You can do it. We can stick at it, Paul is saying, when it’s tough and sore and long. Because we know now the tomb is empty. We know death is defeated. We know, he says, “our labor in the Lord is not in vain.” Think about that for a moment. Maybe nobody sees what you do for Jesus. Maybe nobody appreciates how hard you work to serve Him. Nobody sees it. Nobody ever says anything about it. How costly your service is for Him. No one notices the price you’ve paid, the sacrifices you’ve made to put Him first. The relationships that have crumbled. The opportunities you’ve had to pass by to put Christ first in your life. Paul says He knows and understands. None of it’s in vain, he says. None of it is in vain. Your labor in the Lord is not in vain. Death won’t be the final insult at the end of a long, sore, wasted life. Not for you. Dear faithful Christian, death will be swallowed up in victory one day soon and you’ll stand before the glorified Christ, you will see Him face to face, and He will say to you, “Well done, good and faithful servant. Enter into the joy of the Lord.”

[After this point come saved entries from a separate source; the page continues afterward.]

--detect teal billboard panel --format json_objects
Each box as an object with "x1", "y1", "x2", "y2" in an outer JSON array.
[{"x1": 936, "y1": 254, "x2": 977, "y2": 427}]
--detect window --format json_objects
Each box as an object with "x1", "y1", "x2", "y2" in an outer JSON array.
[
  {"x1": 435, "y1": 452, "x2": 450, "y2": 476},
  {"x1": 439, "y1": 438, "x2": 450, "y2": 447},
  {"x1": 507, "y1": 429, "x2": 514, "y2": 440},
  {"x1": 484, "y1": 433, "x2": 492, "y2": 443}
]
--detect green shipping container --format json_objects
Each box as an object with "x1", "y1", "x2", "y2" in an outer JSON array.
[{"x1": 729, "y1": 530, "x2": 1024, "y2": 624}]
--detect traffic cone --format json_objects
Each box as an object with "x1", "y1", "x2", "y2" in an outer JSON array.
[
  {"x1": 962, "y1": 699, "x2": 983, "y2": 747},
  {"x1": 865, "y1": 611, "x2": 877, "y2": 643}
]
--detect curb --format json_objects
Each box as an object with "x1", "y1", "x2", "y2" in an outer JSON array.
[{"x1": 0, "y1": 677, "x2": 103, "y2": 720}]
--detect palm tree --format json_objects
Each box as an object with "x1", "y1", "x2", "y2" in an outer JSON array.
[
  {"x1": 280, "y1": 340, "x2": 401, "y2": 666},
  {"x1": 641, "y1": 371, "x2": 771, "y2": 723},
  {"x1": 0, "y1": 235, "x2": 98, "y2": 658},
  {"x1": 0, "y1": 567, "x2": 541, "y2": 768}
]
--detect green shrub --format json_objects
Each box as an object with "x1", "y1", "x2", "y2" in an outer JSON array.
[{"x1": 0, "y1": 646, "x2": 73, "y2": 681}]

You remember C.T. Studd’s little rhyme? You remember it? It's exactly what Paul is saying here. "Only one life 'twill soon be past. Only what's done for Christ will last." But what's done for Christ will last. It's not in vain! You will reap a reward if you do not give up. Be steadfast, immovable. The day is coming! The trumpet will soon sound. Press on and you will hear your glorious Savior say to you one day, "Well done. Well done. Well done."
Let’s pray together.
O Lord, we pray for those who may be here who have not settled the matter. Who have been telling themselves, "Oh, there's time yet." They've been fending off Christian friends. They've closed their ears to the cries and prayers of Christian parents. O Lord, show them that time is short. The day is nearer now. We do not know the day or the hour, and so to settle the matter today. To take the gift that You offer for free, by faith – pardon, cleansing, mercy, new life in Jesus. And those of us who have been walking with the Savior for years, those of us who have taken the gift, would You reignite a song of joy in our hearts – "Thanks be to God who have given us this victory! Where, O death, is your victory? Where is your sting? Jesus has triumphed and we praise Your great name!" And then as we sing, strengthen our hearts to live for Your praise, steadfast, immovable, always abounding in the work of the Lord; staying on the Master's agenda, never straying from it, because we know that our labor in the Lord is not in vain. For we ask it in Jesus' name, amen.